- Genre: Ice hockey, sports comedy
- Language: English

Cast and voices
- Hosted by: Ryan Whitney; Paul Bissonnette; Keith Yandle; Mike Grinnell;

Production
- Length: 120–200 minutes

Publication
- Original release: August 14, 2016
- Provider: Barstool Sports
- Updates: Tuesdays

Related
- Website: www.barstoolsports.com/shows/18/spittin-chiclets

= Spittin' Chiclets =

American sports podcast

Spittin' Chiclets is an ice hockey podcast airing once a week produced by Barstool Sports. It is hosted by former National Hockey League players, Paul "Biz Nasty" Bissonnette, Ryan Whitney and Keith Yandle. The podcast debuted on October 14, 2016, and has since become the most popular hockey podcast in the world. The success of the podcast has led to Bissonnette becoming a contributor for the NHL on TNT, Whitney becoming a contributor for NHL Network and the creation of Big Deal Brewing by Labatt, and Pink Whitney Vodka by New Amsterdam which has annual sales of over 100 million dollars.

== History ==
Spittin' Chiclets is a Barstool Sports podcast launched in October 2016 by former NHL player Ryan Whitney and Barstool hockey blogger Brian "Rear Admiral" McGonagle. (The name derives from "spitting chiclets", a slang term for spitting broken teeth onto the ice following a hard blow to the mouth.)

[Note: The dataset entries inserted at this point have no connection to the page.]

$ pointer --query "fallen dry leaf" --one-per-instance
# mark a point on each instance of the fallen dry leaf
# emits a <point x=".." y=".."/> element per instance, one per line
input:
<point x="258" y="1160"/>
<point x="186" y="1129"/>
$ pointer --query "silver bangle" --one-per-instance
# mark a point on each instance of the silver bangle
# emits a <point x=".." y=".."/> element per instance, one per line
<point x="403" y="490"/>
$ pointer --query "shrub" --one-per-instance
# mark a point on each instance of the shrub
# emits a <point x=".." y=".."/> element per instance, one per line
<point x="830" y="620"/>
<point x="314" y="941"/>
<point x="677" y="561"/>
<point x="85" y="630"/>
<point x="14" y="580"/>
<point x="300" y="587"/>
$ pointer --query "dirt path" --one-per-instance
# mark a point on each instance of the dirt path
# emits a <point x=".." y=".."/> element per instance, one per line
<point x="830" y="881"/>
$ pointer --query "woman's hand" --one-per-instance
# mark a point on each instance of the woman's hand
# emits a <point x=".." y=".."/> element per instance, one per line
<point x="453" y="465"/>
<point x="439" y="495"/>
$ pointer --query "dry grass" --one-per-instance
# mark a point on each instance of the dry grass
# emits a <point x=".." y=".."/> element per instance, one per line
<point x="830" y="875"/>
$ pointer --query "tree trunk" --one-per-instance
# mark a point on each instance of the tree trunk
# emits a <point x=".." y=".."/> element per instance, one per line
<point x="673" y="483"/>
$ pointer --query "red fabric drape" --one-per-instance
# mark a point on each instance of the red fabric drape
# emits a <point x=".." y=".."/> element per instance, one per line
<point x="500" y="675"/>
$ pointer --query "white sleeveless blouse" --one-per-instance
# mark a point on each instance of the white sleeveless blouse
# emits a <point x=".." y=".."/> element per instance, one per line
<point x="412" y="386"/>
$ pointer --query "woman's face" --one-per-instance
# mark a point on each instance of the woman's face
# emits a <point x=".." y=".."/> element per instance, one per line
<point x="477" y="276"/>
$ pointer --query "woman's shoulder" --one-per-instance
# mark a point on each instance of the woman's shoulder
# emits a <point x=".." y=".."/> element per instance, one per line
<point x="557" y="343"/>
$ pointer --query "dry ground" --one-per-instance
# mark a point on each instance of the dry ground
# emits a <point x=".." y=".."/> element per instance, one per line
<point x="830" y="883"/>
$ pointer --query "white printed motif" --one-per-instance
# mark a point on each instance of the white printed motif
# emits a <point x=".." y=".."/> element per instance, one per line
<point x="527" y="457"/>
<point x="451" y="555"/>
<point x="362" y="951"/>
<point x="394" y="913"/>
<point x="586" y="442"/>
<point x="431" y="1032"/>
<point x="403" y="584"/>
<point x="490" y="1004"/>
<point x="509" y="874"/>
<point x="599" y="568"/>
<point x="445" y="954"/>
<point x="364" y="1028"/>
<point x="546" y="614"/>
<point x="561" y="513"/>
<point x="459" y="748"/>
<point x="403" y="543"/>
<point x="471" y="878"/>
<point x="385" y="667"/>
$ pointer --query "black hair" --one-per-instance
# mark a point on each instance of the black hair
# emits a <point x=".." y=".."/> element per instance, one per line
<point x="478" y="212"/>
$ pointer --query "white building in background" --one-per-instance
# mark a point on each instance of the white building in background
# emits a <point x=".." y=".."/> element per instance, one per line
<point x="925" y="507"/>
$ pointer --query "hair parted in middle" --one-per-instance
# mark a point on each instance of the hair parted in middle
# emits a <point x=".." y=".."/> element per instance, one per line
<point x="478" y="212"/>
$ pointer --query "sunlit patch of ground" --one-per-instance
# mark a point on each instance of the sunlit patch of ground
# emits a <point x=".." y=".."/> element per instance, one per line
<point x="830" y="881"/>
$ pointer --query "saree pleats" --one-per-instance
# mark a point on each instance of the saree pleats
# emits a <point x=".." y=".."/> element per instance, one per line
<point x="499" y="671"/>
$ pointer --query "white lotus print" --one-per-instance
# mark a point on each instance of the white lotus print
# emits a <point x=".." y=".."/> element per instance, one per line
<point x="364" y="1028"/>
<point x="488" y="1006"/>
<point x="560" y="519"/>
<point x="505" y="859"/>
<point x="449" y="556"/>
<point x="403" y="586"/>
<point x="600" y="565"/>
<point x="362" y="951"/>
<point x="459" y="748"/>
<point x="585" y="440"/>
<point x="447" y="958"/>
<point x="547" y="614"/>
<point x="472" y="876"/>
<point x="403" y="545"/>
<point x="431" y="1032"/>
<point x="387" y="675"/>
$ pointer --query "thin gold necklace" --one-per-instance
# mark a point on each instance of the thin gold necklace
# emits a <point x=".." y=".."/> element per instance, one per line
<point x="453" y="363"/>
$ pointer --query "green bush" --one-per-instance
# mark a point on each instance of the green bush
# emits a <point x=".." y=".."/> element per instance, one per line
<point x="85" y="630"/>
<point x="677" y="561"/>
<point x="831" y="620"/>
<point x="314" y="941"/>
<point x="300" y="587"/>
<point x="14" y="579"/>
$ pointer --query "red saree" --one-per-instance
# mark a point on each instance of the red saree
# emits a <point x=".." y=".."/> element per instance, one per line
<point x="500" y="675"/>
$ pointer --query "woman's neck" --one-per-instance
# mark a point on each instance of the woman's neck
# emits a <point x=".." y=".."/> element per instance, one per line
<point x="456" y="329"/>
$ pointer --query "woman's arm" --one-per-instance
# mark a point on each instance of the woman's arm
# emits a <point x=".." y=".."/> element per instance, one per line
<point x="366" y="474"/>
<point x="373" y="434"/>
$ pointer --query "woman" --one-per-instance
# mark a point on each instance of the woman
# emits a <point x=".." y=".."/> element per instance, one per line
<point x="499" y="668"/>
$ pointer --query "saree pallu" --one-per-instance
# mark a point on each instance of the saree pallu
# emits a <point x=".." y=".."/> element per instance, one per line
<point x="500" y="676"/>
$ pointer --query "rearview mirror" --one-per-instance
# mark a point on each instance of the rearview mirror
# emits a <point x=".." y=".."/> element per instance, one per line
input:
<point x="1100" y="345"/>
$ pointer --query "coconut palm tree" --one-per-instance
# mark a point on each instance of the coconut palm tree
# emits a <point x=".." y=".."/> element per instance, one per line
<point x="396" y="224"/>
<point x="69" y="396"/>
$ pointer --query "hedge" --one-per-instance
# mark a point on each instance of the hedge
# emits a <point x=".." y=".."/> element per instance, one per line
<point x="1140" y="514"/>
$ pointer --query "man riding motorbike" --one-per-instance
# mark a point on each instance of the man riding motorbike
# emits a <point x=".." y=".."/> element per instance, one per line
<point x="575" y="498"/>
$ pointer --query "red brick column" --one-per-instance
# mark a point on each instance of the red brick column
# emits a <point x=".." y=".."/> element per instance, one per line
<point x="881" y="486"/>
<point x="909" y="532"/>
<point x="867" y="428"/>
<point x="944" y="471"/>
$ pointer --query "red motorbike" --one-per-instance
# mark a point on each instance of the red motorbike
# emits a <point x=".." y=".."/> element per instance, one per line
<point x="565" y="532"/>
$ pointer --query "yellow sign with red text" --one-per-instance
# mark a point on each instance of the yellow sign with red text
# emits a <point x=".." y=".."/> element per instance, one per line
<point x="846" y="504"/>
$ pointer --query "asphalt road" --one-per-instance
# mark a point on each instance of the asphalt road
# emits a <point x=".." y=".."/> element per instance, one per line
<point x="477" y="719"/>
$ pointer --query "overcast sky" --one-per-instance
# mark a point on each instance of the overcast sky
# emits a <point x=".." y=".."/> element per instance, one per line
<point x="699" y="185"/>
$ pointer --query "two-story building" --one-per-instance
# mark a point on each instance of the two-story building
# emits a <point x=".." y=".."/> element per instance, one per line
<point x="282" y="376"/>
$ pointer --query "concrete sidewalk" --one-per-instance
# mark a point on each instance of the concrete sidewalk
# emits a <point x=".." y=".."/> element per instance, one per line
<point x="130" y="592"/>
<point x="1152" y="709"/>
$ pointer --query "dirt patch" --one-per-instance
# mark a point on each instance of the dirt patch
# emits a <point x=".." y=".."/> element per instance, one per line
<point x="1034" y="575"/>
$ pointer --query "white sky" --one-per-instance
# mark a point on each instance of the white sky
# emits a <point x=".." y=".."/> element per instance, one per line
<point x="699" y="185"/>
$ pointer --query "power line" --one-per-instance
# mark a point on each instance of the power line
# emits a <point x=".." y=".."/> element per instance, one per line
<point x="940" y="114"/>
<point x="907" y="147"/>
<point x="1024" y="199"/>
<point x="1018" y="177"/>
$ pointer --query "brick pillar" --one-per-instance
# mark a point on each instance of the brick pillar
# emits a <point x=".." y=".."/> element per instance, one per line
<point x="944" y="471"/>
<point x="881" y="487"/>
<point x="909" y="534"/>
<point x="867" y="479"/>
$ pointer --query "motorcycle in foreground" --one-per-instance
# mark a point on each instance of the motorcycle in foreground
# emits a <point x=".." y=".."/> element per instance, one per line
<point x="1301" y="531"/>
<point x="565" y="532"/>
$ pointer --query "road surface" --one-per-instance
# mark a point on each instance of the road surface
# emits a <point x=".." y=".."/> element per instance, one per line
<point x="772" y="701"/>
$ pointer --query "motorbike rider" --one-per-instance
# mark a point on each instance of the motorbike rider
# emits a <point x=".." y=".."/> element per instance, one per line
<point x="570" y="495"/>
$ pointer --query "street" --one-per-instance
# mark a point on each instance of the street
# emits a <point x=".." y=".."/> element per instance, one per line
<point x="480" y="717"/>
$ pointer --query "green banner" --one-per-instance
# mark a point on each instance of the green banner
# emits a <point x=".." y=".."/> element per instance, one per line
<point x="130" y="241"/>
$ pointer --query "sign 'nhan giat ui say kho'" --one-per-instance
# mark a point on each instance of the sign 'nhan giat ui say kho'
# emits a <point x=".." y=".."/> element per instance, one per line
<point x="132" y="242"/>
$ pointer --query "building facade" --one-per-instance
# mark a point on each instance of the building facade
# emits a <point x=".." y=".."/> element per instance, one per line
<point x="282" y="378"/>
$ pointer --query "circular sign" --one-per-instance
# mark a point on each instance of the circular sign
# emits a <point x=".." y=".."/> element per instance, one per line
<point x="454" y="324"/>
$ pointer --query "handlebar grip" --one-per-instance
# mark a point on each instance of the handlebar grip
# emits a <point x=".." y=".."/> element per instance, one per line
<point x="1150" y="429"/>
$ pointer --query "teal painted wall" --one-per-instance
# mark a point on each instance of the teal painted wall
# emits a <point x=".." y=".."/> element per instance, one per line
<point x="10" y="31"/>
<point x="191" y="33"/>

The podcast began as an "Average Joe" interviewing a former NHL player to learn the behind the scenes truth of playing in the NHL. In the 13th episode of the series, former NHL 4th liner Paul Bissonnette joined as the shows third host for one episode, and would officially join in April 2018. The show quickly gained popularity due to its recurring guests of NHL players, humor and banter between the hosts. Spittin' Chiclets is currently among the most popular sports podcasts in the United States and is in the top 5 most popular podcasts in Canada of any genre.

On January 14, 2025, it was announced on the podcast that Keith Yandle would be joining the show full time shortly after McGonagle began an extended leave of absence. McGonagle had fallen out of favor with fans after repeated instances of unstable behavior, something he blamed on alcohol abuse and substance abuse issues . It was also announced that Whitney, Bissonnette, Yandle and producer Mike Grinnell would be part-owners in new ECHL team, the Greensboro Gargoyles.

The podcasters participate in YouTube golf events known as Sandbagger Invitationals with other former NHL players and other content creators. Whitney, Bissonnette, and Yandle all participated in the inaugural Internet Invitational, which was a Youtube golf event organized by Barstool Sports and Bob Does Sports.

The video version of the podcast began airing exclusively on Netflix beginning on January 12, 2026.

== Pink Whitney ==

Pink Whitney is a brand of vodka launched as a joint venture between Barstool Sports and E & J Gallo Winery's New Amsterdam Vodka label. The idea for the drink was spawned during an ad read for New Amsterdam Vodka where the hosts were asked how they drink their vodka. Host Ryan Whitney would answer that he mixes his vodka with pink lemonade and that anyone with "any brains" “any balls" and "any sort of confidence" would do the same. Fans of the show quickly began mixing pink lemonade with their vodka inspiring New Amsterdam Vodka and Barstool Sports to partner to create the drink for commercial sale. The drink became a massive success and now annually sells over 100 million dollars' worth of vodka and is North America's fastest growing flavored vodka brand.

== Big Deal Brew ==
In 2022, in conjunction with Labatt, Spittin' Chiclets announced a beer venture named Big Deal Brewing, deriving from the popular slogan that the podcast coined. The first beer was the Golden Ale which hit shelves in October 2022.

== Spin-Off ==
In October 2022, at a live show in Pittsburgh, it was announced that the podcast would have a once-a-month spin-off show titled Chiclets Game Notes. (Originally titled Chiclets Etc.) with Whitney and Bissonnette's former teammates Colby Armstrong and Matt Murley, who already was appearing on the show on a semi-regular basis as a gambling analyst. The show has since evolved to being produced once per week during the NHL season and daily during the playoffs. Segments include "Show or Minzies", "Riding the Bus", "Beer League Heroes", and Murley's weekend gambling picks segment EBR (Everybody Rides).

In February 2024, the NHL on TNT aired an alternative broadcast of a game between the Florida Panthers and Pittsburgh Penguins on TruTV, hosted by Bissonnette and the podcast's panel.